According to the founders of stickK, what you might need is a financial incentive.

“I co-founded stickK with two of my professors from Yale,” says Jordan Goldberg, CEO of stickK [3]. “They have done a lot of research related to incentive design, and found that certain nudges, when put into place, can help you reach your goals.”

The most effective incentives are those tied to money.

“It’s pure economics,” says Goldberg. “You set a price at which you are willing to change your behavior. If you want to lose 10 pounds in 10 weeks, that cheeseburger doesn’t cost $5. It might actually cost $20.”

Raising the price of poor behavior

Goldberg says that stickK.com raises the cost of bad habits. To use stickK, you are required to name a consequence for your action. Goldberg says that those who use financial incentives, such as paying a certain amount of money when they don’t make the appropriate progress, are three times more likely to change their behavior.

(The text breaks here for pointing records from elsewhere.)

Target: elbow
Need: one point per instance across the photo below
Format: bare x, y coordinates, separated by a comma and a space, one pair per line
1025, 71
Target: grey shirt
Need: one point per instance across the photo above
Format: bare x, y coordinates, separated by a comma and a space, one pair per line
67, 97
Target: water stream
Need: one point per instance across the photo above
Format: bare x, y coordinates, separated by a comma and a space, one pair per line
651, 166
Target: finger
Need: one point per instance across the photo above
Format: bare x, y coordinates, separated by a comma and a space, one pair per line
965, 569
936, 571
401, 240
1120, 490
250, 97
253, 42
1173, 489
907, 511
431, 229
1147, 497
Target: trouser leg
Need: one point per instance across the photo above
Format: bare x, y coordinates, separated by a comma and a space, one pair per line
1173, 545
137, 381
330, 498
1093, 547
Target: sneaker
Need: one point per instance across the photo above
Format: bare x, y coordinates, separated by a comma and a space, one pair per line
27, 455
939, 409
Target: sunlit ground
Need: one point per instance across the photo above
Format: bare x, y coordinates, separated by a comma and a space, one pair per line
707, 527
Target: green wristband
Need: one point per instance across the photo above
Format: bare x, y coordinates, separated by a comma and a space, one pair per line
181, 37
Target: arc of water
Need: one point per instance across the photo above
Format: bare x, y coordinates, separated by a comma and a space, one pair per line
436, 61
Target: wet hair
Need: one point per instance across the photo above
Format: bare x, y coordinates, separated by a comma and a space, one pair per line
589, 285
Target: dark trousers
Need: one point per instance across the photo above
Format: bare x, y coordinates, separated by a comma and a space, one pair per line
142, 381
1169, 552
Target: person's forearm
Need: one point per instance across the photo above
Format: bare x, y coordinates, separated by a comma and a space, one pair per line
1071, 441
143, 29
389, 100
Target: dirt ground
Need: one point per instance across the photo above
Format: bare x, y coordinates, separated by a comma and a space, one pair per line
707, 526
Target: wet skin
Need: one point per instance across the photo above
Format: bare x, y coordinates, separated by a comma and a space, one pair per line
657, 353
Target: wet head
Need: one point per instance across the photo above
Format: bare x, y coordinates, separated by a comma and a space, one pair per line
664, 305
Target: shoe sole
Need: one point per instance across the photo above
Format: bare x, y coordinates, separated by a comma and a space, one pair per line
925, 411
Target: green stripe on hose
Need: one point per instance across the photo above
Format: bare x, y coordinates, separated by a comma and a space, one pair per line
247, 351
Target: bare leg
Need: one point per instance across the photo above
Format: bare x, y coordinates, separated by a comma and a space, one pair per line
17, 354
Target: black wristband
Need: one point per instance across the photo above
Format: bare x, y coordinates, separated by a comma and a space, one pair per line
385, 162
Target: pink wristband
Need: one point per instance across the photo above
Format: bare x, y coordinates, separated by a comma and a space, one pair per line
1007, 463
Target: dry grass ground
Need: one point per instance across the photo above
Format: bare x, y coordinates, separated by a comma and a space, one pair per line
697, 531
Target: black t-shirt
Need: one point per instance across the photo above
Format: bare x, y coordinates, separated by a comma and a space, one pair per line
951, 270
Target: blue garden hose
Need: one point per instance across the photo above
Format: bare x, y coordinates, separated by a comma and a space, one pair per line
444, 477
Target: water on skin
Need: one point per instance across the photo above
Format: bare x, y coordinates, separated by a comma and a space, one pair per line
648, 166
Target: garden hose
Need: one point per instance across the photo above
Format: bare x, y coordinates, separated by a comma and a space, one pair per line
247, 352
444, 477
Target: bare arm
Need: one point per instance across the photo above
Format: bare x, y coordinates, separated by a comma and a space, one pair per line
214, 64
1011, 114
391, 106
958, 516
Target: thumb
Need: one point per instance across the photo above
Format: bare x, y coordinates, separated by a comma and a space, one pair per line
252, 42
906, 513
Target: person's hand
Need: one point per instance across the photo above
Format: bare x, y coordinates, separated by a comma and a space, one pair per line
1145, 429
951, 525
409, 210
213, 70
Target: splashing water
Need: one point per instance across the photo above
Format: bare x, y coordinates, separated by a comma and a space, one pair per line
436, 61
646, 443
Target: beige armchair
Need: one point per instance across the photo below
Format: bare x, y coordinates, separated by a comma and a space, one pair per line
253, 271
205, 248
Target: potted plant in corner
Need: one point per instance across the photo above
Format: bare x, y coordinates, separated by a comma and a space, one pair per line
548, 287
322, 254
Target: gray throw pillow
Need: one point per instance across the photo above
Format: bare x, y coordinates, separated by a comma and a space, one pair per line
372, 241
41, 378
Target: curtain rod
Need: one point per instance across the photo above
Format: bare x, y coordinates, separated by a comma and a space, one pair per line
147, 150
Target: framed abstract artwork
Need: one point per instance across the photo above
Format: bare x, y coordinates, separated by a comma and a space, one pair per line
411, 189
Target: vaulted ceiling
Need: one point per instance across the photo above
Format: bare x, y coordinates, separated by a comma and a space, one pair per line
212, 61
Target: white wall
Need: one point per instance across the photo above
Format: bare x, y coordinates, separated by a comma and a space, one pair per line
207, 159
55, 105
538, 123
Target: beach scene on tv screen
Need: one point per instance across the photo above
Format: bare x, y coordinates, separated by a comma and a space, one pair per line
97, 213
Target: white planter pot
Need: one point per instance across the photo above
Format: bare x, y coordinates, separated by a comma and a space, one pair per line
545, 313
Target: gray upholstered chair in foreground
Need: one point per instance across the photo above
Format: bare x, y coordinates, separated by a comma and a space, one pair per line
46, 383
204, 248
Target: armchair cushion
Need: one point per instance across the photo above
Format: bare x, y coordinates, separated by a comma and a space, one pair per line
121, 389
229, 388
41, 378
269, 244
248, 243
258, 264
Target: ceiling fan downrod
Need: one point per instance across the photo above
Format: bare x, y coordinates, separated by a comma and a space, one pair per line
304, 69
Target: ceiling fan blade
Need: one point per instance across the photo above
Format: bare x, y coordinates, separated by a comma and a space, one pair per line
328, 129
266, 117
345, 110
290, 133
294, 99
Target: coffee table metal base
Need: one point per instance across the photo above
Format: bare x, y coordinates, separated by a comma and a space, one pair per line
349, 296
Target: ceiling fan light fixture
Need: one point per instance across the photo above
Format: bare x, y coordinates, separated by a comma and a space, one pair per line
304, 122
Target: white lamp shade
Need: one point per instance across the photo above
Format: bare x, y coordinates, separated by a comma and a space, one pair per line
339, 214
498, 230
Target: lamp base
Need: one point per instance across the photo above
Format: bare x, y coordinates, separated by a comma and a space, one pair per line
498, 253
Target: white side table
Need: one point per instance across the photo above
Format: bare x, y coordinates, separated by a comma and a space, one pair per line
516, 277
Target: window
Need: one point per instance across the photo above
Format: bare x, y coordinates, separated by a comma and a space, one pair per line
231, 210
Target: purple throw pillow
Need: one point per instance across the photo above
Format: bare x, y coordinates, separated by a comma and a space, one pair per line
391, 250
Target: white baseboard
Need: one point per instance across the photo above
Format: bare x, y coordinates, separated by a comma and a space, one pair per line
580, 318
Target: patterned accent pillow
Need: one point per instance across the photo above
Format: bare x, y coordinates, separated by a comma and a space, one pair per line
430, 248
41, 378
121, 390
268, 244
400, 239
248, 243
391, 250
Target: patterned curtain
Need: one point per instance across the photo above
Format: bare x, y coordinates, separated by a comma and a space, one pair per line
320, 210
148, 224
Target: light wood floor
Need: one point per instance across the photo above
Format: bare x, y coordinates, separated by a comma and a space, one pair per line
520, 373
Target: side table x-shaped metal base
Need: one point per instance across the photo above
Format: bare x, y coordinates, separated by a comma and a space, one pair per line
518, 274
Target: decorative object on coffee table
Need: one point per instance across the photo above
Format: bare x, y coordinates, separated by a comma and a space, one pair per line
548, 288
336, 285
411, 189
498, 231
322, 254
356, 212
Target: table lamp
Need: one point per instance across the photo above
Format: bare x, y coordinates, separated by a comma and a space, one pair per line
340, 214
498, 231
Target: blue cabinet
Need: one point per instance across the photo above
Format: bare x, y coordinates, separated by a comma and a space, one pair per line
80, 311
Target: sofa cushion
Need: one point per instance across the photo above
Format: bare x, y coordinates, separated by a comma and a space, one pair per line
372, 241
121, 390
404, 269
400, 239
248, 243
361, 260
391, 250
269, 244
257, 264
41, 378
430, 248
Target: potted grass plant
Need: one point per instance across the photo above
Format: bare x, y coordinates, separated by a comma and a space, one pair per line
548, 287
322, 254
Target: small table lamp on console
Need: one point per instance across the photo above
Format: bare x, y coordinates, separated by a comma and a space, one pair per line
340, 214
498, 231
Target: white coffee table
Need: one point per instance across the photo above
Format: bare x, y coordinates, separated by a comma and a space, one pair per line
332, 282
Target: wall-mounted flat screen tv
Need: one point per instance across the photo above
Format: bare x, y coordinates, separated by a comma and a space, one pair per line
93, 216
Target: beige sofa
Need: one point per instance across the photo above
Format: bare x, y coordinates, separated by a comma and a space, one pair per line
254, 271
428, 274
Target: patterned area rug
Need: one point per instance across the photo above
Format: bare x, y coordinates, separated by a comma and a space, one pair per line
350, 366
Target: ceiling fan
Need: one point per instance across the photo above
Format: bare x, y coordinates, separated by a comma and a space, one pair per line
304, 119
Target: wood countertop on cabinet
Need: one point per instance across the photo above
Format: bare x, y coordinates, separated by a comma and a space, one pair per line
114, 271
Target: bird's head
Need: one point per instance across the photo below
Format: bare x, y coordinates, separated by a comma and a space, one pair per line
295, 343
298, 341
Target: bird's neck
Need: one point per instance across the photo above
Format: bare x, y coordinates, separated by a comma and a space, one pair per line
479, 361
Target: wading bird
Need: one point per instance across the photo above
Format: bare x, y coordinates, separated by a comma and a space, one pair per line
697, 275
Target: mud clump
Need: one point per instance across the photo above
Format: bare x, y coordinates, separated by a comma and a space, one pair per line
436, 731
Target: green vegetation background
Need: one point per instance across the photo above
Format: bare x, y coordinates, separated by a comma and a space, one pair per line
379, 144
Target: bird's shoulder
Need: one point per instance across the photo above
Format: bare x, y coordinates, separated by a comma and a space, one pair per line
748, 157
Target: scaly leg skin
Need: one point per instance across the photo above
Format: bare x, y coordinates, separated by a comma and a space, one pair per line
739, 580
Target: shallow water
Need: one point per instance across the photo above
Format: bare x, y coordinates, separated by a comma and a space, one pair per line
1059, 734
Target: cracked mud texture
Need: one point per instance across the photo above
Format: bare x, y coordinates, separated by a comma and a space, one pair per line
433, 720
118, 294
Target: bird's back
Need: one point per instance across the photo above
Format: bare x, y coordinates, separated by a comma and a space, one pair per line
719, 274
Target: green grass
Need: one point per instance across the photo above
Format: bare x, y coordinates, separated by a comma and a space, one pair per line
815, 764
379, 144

As part of the process, you provide a credit card number, as well as designate a referee who helps you track your progress — and determines whether or not you are performing satisfactorily. You report on your efforts regularly, and the referee, which should be someone in a place to know whether or not you are lying, and lets stickK know whether or not you need to be charged. “We’ll take the referee’s word over yours,” says Goldberg.

In order to make the habit change stick, Goldberg says that an emotional component can be added to the financial incentive. “You can choose where the payment goes if you aren’t meeting your goal. You might decide to give the money to your spouse, because you know that he or she will spend the money on something you hate.”

One of the common tactics, though, is to designate a cause that you hate. If you don’t meet your regular progress goals, your money supports something you disagree with.

“It’s one thing to lose that money,” Goldberg says. “It’s another thing to actively support something you hate. For best results, pick a designee that will really rile you up.”

For instance, a staunch Democrat might want to select the Republican National Committee as a designee, or a huge fan of University of Michigan athletics might want to pick Ohio State University’s alumni association.

Goldberg says the combination of motivation from your own pocket and the emotional motivation is what makes stickK effective.

He also points out that support is a big part of the equation as well. With stickK, you can invite supporters to cheer you along, as well as hold you accountable in a less threatening way.

“Reporting to people you know puts your reputation on the line,” Goldberg says. “Besides, sometimes you just need the positive support in addition to the negative financial consequence.”

Has anyone out there used stickK? What was your experience?